Shelf Indulgence review
In this guest edition of Shelf Indulgence, author Daniel Sellers reviews a 1989 classic by P D James.
Poet detective Adam Dalgliesh is on the scene, clearing out his late aunt’s windmill home. The local officer in charge of the Whistler investigation makes use of Dalgliesh’s presence, drawing on his knowledge of murderers — and his insights into the lives of the headland’s residents, many of whom have links to nearby Larksoken nuclear power station. Tensions abound in the isolated community, with resentments focused on Hilary Robarts, the power station’s acting administrator. When Hilary’s body is found on the beach late at night, it’s assumed she’s the Whistler’s latest victim. But is she?

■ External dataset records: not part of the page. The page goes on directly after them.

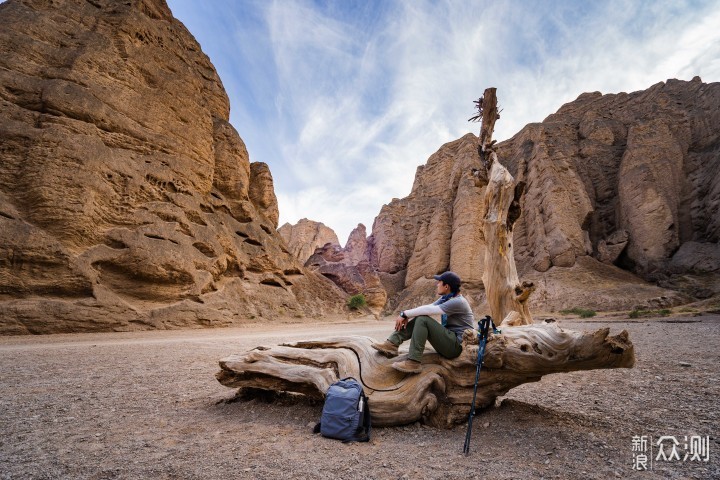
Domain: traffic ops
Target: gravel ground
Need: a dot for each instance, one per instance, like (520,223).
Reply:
(147,405)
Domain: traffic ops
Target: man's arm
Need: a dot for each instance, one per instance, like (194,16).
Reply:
(431,309)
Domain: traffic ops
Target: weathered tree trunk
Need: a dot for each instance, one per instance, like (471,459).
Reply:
(441,395)
(506,296)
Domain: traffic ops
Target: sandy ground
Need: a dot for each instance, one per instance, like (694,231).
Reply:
(147,405)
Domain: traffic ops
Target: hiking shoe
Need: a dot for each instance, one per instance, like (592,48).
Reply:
(408,366)
(387,348)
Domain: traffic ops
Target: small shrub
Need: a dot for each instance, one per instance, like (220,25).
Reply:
(357,301)
(637,313)
(583,312)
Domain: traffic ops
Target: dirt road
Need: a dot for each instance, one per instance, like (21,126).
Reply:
(147,405)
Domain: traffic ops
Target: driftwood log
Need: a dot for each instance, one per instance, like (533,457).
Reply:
(441,395)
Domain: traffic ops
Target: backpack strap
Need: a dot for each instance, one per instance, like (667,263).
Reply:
(363,431)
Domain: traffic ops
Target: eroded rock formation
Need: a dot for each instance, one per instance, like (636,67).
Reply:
(348,268)
(127,200)
(615,183)
(305,236)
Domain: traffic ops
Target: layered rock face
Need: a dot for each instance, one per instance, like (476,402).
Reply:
(626,180)
(305,236)
(127,200)
(349,268)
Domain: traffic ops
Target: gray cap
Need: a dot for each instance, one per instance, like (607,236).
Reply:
(449,278)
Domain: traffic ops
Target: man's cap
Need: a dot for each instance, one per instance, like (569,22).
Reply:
(449,278)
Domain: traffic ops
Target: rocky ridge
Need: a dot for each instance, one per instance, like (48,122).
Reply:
(621,210)
(305,236)
(127,200)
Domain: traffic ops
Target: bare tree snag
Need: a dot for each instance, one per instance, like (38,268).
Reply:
(441,395)
(506,296)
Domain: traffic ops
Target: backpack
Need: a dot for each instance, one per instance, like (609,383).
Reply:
(346,414)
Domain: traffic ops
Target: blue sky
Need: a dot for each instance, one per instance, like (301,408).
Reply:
(344,99)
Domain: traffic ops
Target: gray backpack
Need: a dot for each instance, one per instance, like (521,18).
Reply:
(346,414)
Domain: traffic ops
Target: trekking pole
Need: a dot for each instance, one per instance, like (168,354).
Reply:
(482,340)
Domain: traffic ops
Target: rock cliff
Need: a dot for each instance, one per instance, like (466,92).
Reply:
(622,189)
(350,269)
(127,200)
(305,236)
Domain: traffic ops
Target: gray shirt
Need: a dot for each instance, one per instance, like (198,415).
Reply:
(459,315)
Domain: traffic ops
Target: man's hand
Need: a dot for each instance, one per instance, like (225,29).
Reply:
(400,323)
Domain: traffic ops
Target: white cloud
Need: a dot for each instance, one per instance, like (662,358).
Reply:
(344,100)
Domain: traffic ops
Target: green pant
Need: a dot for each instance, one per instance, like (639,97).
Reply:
(423,328)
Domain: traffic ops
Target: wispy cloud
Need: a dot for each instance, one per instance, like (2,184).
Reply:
(345,99)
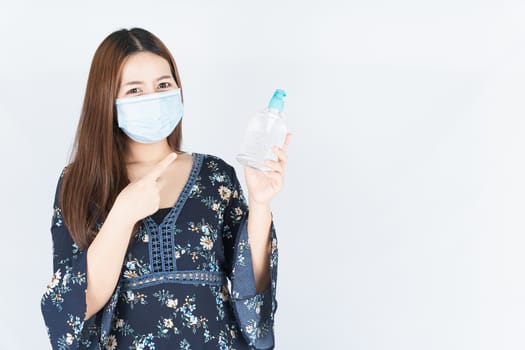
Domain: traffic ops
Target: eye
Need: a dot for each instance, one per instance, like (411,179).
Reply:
(133,91)
(164,85)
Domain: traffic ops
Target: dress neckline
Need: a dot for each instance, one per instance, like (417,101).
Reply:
(173,212)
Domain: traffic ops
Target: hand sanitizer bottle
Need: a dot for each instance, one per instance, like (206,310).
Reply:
(265,130)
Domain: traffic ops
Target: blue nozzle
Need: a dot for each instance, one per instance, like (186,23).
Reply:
(277,101)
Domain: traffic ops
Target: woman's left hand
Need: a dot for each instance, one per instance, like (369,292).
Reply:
(264,185)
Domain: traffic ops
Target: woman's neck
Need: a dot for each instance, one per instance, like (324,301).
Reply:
(146,154)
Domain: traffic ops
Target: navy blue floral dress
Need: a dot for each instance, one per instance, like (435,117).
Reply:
(186,282)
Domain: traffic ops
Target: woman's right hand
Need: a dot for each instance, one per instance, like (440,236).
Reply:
(142,197)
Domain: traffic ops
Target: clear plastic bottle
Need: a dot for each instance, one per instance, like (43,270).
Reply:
(265,130)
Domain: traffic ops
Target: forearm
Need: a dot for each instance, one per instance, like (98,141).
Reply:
(105,256)
(259,223)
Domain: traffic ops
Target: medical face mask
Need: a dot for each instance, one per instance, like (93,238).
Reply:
(150,118)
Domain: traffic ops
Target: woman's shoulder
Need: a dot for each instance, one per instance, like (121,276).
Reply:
(214,162)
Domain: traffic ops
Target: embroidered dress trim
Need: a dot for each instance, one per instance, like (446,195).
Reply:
(182,277)
(162,246)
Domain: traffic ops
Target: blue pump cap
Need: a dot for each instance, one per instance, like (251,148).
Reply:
(277,101)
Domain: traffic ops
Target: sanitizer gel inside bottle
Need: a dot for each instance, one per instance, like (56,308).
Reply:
(265,130)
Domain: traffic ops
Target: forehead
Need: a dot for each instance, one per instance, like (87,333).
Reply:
(144,66)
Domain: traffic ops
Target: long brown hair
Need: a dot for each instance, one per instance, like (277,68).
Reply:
(97,171)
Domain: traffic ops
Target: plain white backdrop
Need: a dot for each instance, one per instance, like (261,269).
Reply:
(401,224)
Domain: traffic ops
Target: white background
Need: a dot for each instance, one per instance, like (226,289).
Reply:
(401,222)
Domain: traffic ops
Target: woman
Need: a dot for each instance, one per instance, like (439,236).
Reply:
(153,247)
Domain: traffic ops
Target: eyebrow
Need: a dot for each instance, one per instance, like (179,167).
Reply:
(141,82)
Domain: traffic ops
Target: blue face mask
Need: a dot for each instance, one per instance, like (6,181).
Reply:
(150,118)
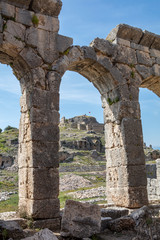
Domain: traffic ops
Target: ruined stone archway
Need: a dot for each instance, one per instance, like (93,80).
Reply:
(39,56)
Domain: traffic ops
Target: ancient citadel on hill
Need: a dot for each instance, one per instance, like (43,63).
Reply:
(118,66)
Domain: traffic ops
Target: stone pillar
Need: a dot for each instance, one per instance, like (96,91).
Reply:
(126,175)
(38,152)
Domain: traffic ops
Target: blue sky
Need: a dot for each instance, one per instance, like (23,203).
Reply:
(84,20)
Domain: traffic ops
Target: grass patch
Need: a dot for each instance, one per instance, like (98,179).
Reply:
(10,204)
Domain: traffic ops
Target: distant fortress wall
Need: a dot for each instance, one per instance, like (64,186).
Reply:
(153,180)
(83,123)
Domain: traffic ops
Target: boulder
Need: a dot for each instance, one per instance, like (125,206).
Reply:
(80,220)
(11,229)
(114,212)
(44,234)
(120,224)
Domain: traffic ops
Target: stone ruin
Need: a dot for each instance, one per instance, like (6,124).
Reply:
(83,123)
(117,66)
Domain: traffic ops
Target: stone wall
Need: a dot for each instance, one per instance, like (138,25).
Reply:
(83,123)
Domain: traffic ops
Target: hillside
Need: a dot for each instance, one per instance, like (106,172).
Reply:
(82,162)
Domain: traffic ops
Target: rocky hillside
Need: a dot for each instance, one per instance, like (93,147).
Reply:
(81,144)
(82,162)
(8,147)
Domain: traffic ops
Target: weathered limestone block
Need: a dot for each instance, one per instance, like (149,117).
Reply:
(125,70)
(120,110)
(144,58)
(114,212)
(44,41)
(80,219)
(144,71)
(48,23)
(127,32)
(123,42)
(54,80)
(7,10)
(24,17)
(43,234)
(132,132)
(48,100)
(41,116)
(44,132)
(120,224)
(158,60)
(1,40)
(156,43)
(103,46)
(132,197)
(1,23)
(31,57)
(125,55)
(117,196)
(19,3)
(14,36)
(48,7)
(39,81)
(40,209)
(156,70)
(126,155)
(38,154)
(63,43)
(52,224)
(140,47)
(42,183)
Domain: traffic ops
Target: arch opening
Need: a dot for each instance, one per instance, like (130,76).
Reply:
(82,150)
(9,124)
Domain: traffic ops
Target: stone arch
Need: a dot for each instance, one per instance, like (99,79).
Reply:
(117,66)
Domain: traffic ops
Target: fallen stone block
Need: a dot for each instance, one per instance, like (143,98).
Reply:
(104,223)
(44,234)
(114,213)
(11,229)
(80,220)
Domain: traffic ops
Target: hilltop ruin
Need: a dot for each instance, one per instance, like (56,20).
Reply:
(117,66)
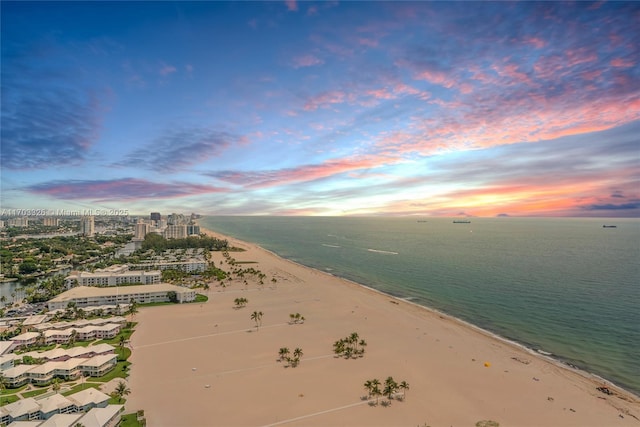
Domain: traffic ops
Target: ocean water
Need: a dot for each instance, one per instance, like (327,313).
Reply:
(568,287)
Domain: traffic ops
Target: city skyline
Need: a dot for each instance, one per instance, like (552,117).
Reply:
(322,108)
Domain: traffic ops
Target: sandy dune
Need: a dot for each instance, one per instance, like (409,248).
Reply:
(207,365)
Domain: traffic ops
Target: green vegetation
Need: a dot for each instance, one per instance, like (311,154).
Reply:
(293,360)
(9,398)
(351,346)
(172,296)
(296,318)
(389,389)
(27,257)
(256,316)
(131,420)
(121,391)
(34,393)
(201,298)
(81,387)
(159,244)
(240,302)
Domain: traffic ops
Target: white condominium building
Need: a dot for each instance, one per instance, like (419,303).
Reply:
(85,296)
(112,276)
(87,226)
(175,232)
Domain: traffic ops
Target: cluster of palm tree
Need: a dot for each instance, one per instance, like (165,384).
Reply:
(292,359)
(295,318)
(256,316)
(240,302)
(121,391)
(350,346)
(389,388)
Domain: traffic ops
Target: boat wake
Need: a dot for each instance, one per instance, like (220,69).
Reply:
(382,252)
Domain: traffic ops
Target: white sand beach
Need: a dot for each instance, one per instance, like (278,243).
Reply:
(208,365)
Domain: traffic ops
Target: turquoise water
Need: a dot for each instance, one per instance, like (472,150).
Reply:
(565,286)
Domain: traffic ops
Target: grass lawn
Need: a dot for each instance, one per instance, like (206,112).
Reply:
(81,387)
(118,372)
(130,420)
(10,391)
(34,393)
(9,398)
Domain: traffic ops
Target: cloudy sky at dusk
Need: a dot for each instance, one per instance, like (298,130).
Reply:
(322,108)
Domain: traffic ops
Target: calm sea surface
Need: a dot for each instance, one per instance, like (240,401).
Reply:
(565,286)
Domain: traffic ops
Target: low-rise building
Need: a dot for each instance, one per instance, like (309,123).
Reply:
(189,266)
(85,296)
(112,276)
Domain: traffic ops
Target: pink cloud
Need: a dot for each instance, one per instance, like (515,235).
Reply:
(537,42)
(303,173)
(622,63)
(126,189)
(306,61)
(436,77)
(324,100)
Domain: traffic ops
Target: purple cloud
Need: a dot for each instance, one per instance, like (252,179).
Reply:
(48,119)
(180,148)
(125,189)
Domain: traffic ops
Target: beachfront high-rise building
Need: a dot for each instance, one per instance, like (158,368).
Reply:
(175,232)
(193,230)
(50,222)
(141,230)
(18,222)
(87,226)
(114,275)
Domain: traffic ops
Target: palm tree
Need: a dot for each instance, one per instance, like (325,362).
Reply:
(240,302)
(375,389)
(256,316)
(3,384)
(73,337)
(283,353)
(390,387)
(132,309)
(121,391)
(369,386)
(404,386)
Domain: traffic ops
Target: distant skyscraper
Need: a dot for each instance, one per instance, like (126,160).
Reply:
(175,232)
(87,226)
(141,230)
(50,222)
(18,222)
(193,230)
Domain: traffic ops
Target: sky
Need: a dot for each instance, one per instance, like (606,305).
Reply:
(322,108)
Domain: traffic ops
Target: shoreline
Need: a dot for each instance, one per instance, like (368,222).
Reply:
(492,335)
(195,363)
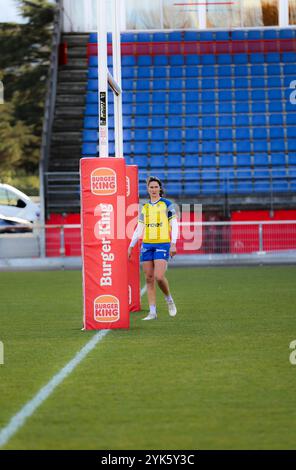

P D James, winner of a Diamond Dagger and an Edgar Grand Master Award, said she was inspired by setting, and described conceiving this novel standing on a lonely beach near Sizewell, further down the coast in Suffolk. With its bleak setting, and the ominous power station on the edge of the tormented sea, it’s an intensely atmospheric tale of how human frailty can lead men and women to do evil. The motive for murder is disturbing and original. My skin creeps to recall it.
As ever, James’s writing is precise, lucid, and sometimes lyrically beautiful. Of all her powerful novels, to me, this study of the “devices and desires” of the human heart is her finest.